Man vs Machine: ChatGPT completes USMLE medical exam

Written by Emma Hall (Digital Editor)

A recent study has tested the performance of ChatGPT on the United States Medical Licensing Exam (USMLE), and the results are astonishing.

In a recent study published in PLOS Digital Health, researchers at AnsibleHealth (CA, USA) tested the ability of ChatGPT in the USMLE. Scored for accuracy, concordance and insight in the three exams comprising the USMLE: Steps 1, 2CK and 3, ChatGPT gave impressive responses to every question, covering a range of topics including medical science, clinical knowledge and ethics.

We are in an age of time where we are shifting to a digital world. A transforming era of flickering screens and intricate machines, where refusal to adapt means being left behind. In this digital world, artificial intelligence (AI) technologies offer remarkable potential to enhance healthcare and medicine. However, such integration is met with substantial opposition, with ethical concerns regarding privacy, safety, bias and trust. How can we rely on something that lacks human judgement?

One way we can be confident that clinical AI is directed by standards of trust, transparency and explainability is to assess these principles by comparing human clinicians with medical AI knowledge, such as in a language model. ChatGPT is an AI natural language processing model that generates conversational text using predictions to place relevant words together.

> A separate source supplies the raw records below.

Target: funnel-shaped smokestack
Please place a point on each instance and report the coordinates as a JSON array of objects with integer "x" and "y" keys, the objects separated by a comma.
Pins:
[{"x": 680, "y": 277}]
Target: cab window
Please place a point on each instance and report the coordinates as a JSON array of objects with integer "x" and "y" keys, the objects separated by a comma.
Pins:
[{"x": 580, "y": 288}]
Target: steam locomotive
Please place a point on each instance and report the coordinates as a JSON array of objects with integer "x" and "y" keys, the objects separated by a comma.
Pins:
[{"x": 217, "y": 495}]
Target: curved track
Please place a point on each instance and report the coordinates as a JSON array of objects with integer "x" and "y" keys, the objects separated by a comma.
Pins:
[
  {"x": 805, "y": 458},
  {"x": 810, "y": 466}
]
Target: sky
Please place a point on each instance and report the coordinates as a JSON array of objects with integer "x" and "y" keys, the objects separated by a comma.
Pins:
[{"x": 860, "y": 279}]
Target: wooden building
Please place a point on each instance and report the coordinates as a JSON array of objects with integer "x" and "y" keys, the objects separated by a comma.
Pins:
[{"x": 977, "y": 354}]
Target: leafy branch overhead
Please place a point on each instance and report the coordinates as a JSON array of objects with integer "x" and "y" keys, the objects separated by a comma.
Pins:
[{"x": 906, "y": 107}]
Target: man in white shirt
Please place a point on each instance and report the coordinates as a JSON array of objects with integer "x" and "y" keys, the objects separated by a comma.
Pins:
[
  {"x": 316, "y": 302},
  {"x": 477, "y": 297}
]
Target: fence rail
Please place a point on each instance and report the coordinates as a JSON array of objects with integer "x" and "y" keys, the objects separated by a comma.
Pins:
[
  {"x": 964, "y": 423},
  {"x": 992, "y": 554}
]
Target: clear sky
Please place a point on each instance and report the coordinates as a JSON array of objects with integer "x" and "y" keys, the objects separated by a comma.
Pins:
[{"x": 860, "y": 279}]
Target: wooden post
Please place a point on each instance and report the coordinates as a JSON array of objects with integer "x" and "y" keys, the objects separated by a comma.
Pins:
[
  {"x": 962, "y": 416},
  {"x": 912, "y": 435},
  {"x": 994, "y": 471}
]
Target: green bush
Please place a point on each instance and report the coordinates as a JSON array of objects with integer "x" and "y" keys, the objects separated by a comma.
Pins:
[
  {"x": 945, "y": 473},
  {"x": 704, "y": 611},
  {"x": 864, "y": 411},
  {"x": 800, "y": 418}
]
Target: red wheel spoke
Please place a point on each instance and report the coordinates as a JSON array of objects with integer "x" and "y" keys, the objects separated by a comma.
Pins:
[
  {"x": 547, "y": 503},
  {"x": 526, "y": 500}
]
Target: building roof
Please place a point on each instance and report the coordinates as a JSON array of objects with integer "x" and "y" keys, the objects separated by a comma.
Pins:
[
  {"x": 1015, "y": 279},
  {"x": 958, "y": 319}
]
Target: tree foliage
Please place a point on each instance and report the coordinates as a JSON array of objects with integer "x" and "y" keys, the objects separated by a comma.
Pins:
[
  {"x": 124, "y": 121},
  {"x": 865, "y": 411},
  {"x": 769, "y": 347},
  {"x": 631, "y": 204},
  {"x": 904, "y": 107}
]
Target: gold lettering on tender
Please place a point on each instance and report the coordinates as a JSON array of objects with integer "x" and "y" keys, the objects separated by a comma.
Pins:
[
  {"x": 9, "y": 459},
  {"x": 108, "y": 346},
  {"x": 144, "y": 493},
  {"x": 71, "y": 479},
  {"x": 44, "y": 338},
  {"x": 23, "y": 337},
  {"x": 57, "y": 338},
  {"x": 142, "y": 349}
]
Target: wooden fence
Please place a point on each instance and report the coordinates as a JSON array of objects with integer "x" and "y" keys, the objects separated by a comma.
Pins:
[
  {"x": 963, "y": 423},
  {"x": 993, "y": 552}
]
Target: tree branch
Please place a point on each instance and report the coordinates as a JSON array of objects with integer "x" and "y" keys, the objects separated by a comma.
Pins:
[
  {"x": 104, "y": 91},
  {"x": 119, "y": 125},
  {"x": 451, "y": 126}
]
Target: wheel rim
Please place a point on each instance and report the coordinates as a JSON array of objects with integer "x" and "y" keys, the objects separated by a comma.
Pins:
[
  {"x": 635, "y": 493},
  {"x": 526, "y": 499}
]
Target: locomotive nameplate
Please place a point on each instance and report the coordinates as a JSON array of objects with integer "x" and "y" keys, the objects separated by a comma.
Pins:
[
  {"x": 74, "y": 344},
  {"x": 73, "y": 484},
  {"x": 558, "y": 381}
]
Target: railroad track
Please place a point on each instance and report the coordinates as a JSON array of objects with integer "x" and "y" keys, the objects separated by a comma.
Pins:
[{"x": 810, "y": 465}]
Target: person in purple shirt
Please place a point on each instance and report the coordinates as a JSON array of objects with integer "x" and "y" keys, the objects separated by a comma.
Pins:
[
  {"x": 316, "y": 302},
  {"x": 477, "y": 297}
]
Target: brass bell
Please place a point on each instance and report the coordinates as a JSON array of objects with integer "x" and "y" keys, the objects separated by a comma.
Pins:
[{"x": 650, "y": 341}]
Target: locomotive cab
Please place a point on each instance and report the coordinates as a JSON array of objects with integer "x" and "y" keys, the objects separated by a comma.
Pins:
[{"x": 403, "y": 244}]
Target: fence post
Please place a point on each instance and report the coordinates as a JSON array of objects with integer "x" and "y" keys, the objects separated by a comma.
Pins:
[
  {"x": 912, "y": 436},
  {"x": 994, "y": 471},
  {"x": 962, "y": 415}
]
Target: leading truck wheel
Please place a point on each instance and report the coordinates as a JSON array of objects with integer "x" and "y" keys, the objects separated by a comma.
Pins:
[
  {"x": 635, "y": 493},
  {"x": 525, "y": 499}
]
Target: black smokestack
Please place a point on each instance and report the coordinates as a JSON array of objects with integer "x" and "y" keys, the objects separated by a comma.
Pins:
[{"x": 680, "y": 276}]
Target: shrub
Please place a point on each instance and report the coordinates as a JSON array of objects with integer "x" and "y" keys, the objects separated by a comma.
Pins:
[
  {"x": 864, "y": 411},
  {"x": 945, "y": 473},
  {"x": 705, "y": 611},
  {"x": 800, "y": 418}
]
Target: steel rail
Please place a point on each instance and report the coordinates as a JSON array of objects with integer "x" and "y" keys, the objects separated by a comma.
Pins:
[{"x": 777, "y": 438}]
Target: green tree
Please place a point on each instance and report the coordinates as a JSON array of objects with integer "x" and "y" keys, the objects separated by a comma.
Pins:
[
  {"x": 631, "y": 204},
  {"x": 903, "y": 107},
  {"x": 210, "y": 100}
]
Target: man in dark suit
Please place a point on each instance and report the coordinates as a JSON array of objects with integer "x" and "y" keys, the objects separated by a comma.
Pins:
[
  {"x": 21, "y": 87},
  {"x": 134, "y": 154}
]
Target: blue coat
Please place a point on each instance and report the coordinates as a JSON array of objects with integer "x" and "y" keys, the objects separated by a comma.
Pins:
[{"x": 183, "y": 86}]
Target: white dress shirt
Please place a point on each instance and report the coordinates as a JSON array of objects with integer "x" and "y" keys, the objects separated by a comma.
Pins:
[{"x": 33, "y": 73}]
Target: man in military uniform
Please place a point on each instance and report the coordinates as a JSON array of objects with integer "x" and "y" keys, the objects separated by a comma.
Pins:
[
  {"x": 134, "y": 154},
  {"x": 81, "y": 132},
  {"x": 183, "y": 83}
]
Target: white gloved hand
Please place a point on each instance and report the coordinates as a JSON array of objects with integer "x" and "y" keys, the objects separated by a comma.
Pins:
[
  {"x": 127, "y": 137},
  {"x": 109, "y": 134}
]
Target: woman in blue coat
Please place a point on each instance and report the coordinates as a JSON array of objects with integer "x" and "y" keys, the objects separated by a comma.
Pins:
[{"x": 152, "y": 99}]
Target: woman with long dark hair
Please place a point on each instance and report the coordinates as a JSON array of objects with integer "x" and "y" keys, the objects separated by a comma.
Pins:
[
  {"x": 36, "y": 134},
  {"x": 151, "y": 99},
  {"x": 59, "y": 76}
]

ChatGPT was tested using 350 questions taken from the June 2022 USMLE sample exam, after removing 26 questions containing images or graphs. Question outputs were marked by two physician moderators.

Astonishingly, without the arduous and demanding years of study required by medical students to prepare for the exam and obtain a medical licence, ChatGPT scored near or at the passing threshold of 60% for all three exams without any prior training, scoring above 50% across all exams, and Step 3 test scores even reaching 75% accuracy.

The researchers also attempted to avoid memory retention bias by deleting the previous chat session and creating a new chat session for each question input.

Interestingly, ChatGPT also scored highly in concordance (94.6% across all responses) and demonstrated extensive reasoning and logical clinical insight (88.9% of responses).

Particularly notable was the performance comparison to PubMedGPT, a fellow language processing model trained solely on biomedical domain literature on USMLE. ChatGPT surpassed PubMedGPT, which scored 50.3% on a previous set of USMLE exam questions.

Although early days, these results suggest that ChatGPT has the ability to enhance medical education and may even contribute to clinical decision making in the future. It is probable that the medical applications of language processing models will expand as they continue to develop and improve.